Medtech Global to work on e-health records
Embargoed until 11pm New Zealand time June
Medtech Global and Rajiv Gandhi Cancer Institute to work on e-health records
New Delhi, India June 27 2011 – Rajiv Gandhi Cancer Institute and Research Center (RGCI) has signed a Memorandum of Understanding (MOU) with international healthcare IT provider Medtech Global for the digitisation and provision of electronic medical record (EMR) software.
The agreement was announced by New Zealand Prime Minister, the Right Honorable John Key, during his state visit to India. Medtech Global’s executive chairman Vino Ramayah is accompanying Prime Minister Key during his visit.
Medtech Global is a leading provider of health management solutions which enable comprehensive management of patient information through all aspects of the healthcare environment. It was founded in New Zealand and its growing global presence includes a software development centre in Chennai and presence in Delhi.
Medtech currently employs more than 150 people in India and is providing training in New Zealand and India to enable its operation in India to meet the increasing demand there for healthcare technology solutions.
RGCI, which is headquartered in Delhi, has in the past 15 years become one of India’s leading cancer treatment and research hospitals.
Medtech will work with RGCI to digitise its medical records and install Medtech Evolution EMR software. The software helps health providers to deliver quality patient care through the functionality of its comprehensive clinical applications and patient management systems.
New Zealand Trade Commissioner to New Delhi, Cliff Fuller, says it is significant that New Zealand owned companies, such as Medtech Global, are partnering with companies in India in their effort to develop innovative technology.
“This shows the strength of the relationship between India and New Zealand and the importance that New Zealand companies place on that relationship,” Mr Fuller says.
Mr Ramayah says the Indian Government has recently introduced a policy of electronic personal health records (PHR), and Medtech products provide the capability for India’s health sector to meet that challenge. Medtech already provides personal health record solutions in New Zealand, Australia and others parts of the world.
“New Zealand is a world leader in the development and adoption of primary healthcare information technology,” says Mr Ramayah. “Medtech believes there will be significant benefits for India’s healthcare sector in our relationship.”
Medtech is also talking with RGCI about its state-of-the-art telemedicine technology, which is being piloted by India’s National Agro Foundation (NAF).
Medtech’s solution allows health providers to help patients in rural and remote locations. It provides access to patients’ vital data through video, audio and electronic means.
“We can move the data and provide the health care without moving the patient,” Mr Ramayah says. “When used in emergency situations the solution can help save lives. In daily medical practice it can save time and travel costs.”
Mr Ramayah says Medtech’s telemedicine solution means health care can be taken to masses and for RGCI it could allow its Delhi-based specialists to assist staff at its cancer hospital in Nepal, or conduct cancer camps in remote areas.
NAF intends using the technology when it establishes a rural health care centre in the state of Tamilnadu.

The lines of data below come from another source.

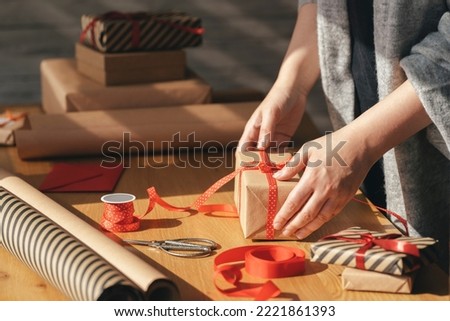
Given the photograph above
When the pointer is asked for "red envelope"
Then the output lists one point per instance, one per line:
(70, 177)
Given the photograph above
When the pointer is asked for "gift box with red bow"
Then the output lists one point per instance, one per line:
(258, 196)
(368, 250)
(140, 31)
(360, 280)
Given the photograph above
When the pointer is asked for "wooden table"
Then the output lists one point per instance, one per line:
(179, 180)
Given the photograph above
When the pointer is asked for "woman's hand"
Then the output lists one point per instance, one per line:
(333, 168)
(335, 165)
(275, 120)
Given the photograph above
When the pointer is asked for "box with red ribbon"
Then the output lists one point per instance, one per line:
(259, 196)
(368, 250)
(141, 31)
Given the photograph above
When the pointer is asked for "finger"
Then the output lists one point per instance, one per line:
(251, 132)
(294, 202)
(328, 211)
(305, 215)
(268, 125)
(296, 164)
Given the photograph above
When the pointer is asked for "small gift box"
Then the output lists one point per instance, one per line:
(64, 89)
(375, 251)
(359, 280)
(9, 122)
(258, 196)
(130, 67)
(122, 32)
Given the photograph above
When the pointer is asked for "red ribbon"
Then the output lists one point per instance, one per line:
(388, 242)
(133, 18)
(265, 261)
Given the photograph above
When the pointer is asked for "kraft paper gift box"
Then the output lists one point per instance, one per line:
(359, 280)
(131, 67)
(113, 133)
(9, 122)
(122, 32)
(64, 89)
(344, 247)
(251, 194)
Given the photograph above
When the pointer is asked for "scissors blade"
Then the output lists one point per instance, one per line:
(142, 242)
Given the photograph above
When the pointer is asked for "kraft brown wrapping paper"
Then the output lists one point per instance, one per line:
(251, 195)
(130, 68)
(147, 279)
(359, 280)
(84, 133)
(64, 89)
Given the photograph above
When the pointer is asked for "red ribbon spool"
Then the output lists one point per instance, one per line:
(265, 261)
(118, 215)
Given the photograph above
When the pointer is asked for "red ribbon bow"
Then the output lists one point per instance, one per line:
(368, 240)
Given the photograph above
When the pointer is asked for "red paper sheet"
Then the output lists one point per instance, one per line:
(69, 177)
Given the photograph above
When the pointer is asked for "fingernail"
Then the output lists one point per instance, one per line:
(278, 174)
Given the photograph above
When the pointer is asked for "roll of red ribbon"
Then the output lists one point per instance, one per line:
(118, 215)
(266, 261)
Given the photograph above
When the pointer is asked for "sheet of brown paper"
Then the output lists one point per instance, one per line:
(64, 89)
(360, 280)
(144, 276)
(155, 129)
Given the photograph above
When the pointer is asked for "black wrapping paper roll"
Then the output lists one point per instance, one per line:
(59, 257)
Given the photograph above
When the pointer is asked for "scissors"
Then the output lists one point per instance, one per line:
(186, 247)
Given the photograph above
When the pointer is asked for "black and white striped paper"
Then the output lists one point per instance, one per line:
(341, 252)
(157, 31)
(57, 256)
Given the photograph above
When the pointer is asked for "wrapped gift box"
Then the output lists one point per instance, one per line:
(343, 248)
(9, 122)
(114, 133)
(122, 32)
(359, 280)
(251, 193)
(131, 67)
(64, 89)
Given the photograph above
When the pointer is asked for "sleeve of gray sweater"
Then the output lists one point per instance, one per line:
(428, 69)
(302, 2)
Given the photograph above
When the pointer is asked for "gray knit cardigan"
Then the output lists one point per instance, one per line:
(412, 41)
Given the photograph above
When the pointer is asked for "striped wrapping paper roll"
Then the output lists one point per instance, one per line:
(59, 257)
(341, 252)
(121, 32)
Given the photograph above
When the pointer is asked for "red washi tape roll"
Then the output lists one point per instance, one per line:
(118, 215)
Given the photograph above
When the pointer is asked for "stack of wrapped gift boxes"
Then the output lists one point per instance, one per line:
(375, 261)
(125, 60)
(129, 74)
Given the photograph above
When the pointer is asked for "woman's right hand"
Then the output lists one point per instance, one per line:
(275, 120)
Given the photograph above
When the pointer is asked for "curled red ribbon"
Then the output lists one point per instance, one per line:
(368, 240)
(265, 261)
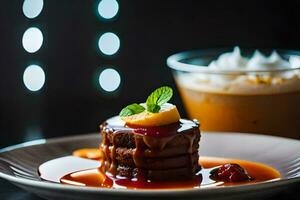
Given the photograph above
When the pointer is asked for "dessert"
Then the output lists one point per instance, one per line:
(253, 93)
(148, 146)
(152, 146)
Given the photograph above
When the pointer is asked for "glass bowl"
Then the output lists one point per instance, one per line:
(239, 100)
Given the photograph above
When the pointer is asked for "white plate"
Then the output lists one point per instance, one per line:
(19, 164)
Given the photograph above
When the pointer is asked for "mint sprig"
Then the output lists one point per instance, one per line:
(131, 109)
(158, 97)
(154, 102)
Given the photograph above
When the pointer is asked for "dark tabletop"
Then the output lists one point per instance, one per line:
(11, 192)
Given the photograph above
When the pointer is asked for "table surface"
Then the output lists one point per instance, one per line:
(11, 192)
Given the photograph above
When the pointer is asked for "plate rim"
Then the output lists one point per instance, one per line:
(56, 186)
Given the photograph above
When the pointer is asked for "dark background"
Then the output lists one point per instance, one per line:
(71, 101)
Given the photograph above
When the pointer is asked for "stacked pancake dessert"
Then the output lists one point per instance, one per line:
(150, 142)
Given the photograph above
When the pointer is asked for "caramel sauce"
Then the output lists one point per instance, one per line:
(96, 178)
(155, 138)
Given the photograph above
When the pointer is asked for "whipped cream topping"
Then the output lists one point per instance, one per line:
(269, 82)
(235, 61)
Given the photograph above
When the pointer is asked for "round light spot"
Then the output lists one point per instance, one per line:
(34, 77)
(32, 8)
(108, 8)
(109, 80)
(32, 39)
(109, 43)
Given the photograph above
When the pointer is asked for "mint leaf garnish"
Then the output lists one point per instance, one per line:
(131, 109)
(158, 97)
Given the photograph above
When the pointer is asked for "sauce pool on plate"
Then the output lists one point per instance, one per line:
(96, 178)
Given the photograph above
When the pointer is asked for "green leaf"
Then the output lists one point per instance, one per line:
(158, 97)
(131, 109)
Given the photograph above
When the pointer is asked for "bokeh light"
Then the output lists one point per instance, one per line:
(34, 77)
(109, 80)
(108, 8)
(109, 43)
(32, 8)
(32, 39)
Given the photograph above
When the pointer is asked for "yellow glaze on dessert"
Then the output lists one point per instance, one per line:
(168, 114)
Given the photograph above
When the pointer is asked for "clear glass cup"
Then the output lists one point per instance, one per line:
(259, 101)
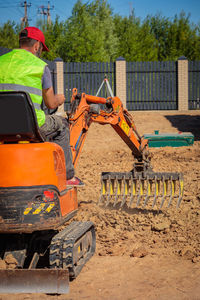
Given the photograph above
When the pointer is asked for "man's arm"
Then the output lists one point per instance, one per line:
(51, 100)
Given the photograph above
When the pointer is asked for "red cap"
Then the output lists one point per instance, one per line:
(36, 34)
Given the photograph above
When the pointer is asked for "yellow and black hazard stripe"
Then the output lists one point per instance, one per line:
(35, 209)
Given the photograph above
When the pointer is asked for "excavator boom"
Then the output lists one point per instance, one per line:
(140, 184)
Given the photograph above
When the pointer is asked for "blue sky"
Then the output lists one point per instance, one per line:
(11, 9)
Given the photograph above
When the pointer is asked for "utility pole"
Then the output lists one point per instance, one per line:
(45, 11)
(24, 20)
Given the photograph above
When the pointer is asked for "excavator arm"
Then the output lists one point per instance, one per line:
(141, 183)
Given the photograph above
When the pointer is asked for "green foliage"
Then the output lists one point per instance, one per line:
(136, 42)
(93, 33)
(88, 34)
(9, 35)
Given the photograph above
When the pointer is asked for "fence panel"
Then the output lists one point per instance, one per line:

This is being run as a pilot for 12 months, after which the scheme is expected to be rolled out to more rural villages.
NAF is a public charitable trust, founded in 2000 by Shri C Subramaniam, the architect of India's “Green Revolution” and a recipient of India's highest civilian award the “Bharat Ratna”.
NAF has an integrated mission approach for creating sustainable livelihoods for poor rural communities with its primary focus on agricultural and animal husbandry productivity improvement.